By: Mark Murawski (kobaz) 2011-06-27 10:56:29.086-0500

Out of the patches, which patch is proposed to be the 'official' patch?

By: Gregory Hinton Nietsky (irroot) 2011-06-28 06:38:10.105-0500

been a few hours running the patch from RB with log messages commented out no ill effects so far ...

By: David Vossel (dvossel) 2011-06-29 14:05:16.836-0500

https://reviewboard.asterisk.org/r/1255/ Fixed this.

r325673 in 1.8


By: zvision (zvision) 2011-06-30 04:27:36.635-0500

I think the committed patch has two issues. The first one is not unreferencing a timer object after ao2_find, causing its reference count to increase each time timer_ack is called. The second one is a missing lock for the timer. It can happend that the timer will get disarmed after the check for disarmed condition and before the read call. Can anyone confirm I am right? Should I report it as a new issue?

By: Michel Verbraak (astmiv) 2011-06-30 10:02:13.935-0500

If they use my patch "res_timinig_timerfd_read_deadlock.patch" Then both comments of zvision have been resolved. But this patch was not committed.

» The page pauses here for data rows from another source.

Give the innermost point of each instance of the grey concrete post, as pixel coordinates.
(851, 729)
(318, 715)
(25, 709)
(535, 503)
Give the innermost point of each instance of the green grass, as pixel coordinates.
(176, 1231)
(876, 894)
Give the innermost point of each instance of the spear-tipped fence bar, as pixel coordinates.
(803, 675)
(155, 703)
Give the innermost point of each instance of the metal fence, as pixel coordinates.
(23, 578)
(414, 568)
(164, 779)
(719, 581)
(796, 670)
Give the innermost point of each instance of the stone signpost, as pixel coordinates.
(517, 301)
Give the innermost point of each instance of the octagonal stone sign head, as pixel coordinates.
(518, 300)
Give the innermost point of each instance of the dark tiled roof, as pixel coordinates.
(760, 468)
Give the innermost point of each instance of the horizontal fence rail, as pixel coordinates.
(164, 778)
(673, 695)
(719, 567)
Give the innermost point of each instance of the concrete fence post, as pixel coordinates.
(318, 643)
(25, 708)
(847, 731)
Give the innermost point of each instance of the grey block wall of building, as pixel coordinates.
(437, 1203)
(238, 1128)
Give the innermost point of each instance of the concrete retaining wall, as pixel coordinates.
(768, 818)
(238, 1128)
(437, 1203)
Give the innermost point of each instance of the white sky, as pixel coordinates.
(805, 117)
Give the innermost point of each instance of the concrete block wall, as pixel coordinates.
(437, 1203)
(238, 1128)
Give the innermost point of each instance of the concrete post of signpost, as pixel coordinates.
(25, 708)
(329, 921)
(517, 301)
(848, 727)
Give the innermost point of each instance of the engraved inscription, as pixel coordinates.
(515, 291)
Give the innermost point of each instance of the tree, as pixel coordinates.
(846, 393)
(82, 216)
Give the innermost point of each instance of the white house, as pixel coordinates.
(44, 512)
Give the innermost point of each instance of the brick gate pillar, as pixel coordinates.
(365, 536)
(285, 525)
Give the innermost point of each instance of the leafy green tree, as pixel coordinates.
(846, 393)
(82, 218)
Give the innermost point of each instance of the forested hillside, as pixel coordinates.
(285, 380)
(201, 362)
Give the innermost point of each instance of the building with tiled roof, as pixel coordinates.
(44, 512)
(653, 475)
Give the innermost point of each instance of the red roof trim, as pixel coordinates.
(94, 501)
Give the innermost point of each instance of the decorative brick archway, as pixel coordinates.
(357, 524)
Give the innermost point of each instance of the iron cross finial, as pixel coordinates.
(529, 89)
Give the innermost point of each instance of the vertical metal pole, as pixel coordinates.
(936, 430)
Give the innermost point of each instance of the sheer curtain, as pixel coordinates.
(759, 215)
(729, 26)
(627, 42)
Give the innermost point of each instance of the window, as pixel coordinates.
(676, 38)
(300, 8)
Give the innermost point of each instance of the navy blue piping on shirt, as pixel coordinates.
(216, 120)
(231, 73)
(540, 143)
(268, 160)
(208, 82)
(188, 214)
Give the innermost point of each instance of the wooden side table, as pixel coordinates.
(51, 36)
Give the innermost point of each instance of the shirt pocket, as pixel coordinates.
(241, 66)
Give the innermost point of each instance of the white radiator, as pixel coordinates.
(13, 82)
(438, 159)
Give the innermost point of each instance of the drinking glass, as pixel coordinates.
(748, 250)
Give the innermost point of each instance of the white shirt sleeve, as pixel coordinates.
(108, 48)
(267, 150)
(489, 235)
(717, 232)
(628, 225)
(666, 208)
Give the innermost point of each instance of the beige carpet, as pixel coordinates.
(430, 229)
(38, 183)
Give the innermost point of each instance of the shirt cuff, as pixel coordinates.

By: Mark Murawski (kobaz) 2011-06-30 17:34:41.535-0500

I'll do testing with res_timinig_timerfd_read_deadlock.patch.

Other testers.  Please test with this patch and report your results.


By: KevinH (kevinh001) 2011-06-30 19:54:57.645-0500

I just upgraded to the 1.8.5-rc1 for testing and the dial plan code below causes loop on "Wait", have to kill the Asterisk process to terminate the loop.  1.8.4.3 works fine.

{quote}
[Jun 30 13:08:00] VERBOSE[10836] pbx.c:   == Starting DAHDI/1-1 at from-pstn,,1 failed so falling back to exten 's'
[Jun 30 13:08:00] VERBOSE[10836] pbx.c:     -- Executing [s@from-pstn:1] Answer("DAHDI/1-1", "") in new stack
[Jun 30 13:08:00] VERBOSE[10836] pbx.c:     -- Executing [s@from-pstn:2] Wait("DAHDI/1-1", "0.5") in new stack
[Jun 30 13:08:00] DEBUG[10836] res_timing_timerfd.c: Reading attempt on idle timerfd.
[Jun 30 13:08:00] DEBUG[10836] res_timing_timerfd.c: Reading attempt on idle timerfd.
[Jun 30 13:08:00] DEBUG[10836] res_timing_timerfd.c: Reading attempt on idle timerfd.
[Jun 30 13:08:00] DEBUG[10836] res_timing_timerfd.c: Reading attempt on idle timerfd.
[Jun 30 13:08:00] DEBUG[10836] res_timing_timerfd.c: Reading attempt on idle timerfd.
just keeps going....
{quote}

By: David Vossel (dvossel) 2011-07-06 10:31:40.961-0500

It has been discovered that the proposed fix for timerfd caused a serious regression and has been reverted.

By: Leif Madsen (lmadsen) 2011-09-22 06:59:04.157-0500

res_timing_timerfd should now be fixed in Asterisk 1.8.7.0. Please test the current release candidate, and if you continue to have problems with res_timing_timerfd, please open a new issue. Thanks!